Les récents débordements liés à la victoire du PSG ont, de manière alarmante, servi de tremplin à l’extrême droite. Le baromètre Verian révèle une hausse fulgurante de la popularité de Jordan Bardella, atteignant un niveau record de 47 % d’opinions favorables. Une progression de 6 points en un mois, qui démontre une inquiétante capitalisation politique sur le désordre et l’échec des politiques de maintien de l’ordre. Les émeutes, loin de n’être que des incidents isolés, semblent avoir profondément impacté la perception des Français, renforçant le sentiment d’insécurité et d’impuissance face à la dérive sociale.

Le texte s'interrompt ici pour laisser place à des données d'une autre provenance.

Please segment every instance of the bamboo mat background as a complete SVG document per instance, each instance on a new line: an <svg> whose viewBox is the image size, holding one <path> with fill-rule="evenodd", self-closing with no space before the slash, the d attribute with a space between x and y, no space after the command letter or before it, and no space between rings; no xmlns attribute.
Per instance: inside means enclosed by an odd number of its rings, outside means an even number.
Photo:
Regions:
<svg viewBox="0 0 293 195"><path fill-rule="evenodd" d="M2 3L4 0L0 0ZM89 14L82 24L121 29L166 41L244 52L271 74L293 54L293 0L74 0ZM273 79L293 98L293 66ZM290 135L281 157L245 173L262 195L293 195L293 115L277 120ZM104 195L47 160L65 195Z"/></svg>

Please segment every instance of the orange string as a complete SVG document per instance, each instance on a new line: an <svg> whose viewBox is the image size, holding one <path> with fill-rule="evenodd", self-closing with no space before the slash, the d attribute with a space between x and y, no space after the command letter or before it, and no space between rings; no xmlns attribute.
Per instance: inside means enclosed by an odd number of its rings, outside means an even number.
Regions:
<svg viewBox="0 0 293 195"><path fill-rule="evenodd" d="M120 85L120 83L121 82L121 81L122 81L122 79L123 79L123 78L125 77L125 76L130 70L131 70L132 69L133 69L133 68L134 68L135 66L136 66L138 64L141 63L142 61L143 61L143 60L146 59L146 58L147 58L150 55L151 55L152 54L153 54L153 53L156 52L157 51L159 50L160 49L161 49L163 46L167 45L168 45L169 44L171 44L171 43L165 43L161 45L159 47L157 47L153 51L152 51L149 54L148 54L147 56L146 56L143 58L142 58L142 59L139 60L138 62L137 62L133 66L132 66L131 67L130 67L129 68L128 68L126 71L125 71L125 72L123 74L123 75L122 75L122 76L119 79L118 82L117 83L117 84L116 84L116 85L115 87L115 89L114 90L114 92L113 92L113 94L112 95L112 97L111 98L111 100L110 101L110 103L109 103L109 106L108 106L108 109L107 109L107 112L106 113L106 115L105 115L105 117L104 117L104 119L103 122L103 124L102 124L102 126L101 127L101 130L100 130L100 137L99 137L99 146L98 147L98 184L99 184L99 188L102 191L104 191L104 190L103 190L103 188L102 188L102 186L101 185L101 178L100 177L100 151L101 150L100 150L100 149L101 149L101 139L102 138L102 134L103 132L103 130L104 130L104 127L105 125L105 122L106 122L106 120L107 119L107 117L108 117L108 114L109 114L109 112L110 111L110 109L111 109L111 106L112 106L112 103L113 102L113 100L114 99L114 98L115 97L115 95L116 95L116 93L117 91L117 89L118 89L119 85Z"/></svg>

Cette ascension n’est pas isolée : l’ensemble des figures de la droite radicale, de Marine Le Pen à Marion Maréchal, voient leur cote de confiance grimper. Un constat glaçant à moins d’un an de l’élection présidentielle, suggérant que le chaos urbain profite directement à ceux qui prônent un durcissement drastique. La violence et la destruction, au lieu d’être un signal d’alarme pour une réflexion profonde sur les causes, sont cyniquement transformées en opportunité politique, exploitant la colère et la frustration d’une partie de la population.
Les analystes peinent à masquer leur inquiétude face à cette tendance. Alors que certains déplorent l’incapacité du gouvernement à juguler les tensions, d’autres s’interrogent sur la fragilité de la démocratie face à la montée des extrêmes. Les événements post-PSG ne sont pas seulement des faits divers ; ils sont le symptôme d’un malaise profond et d’une polarisation croissante de la société, dont les conséquences politiques pourraient être dévastatrices. L’idée que le désordre puisse être un moteur électoral est une perspective sombre pour l’avenir du pays.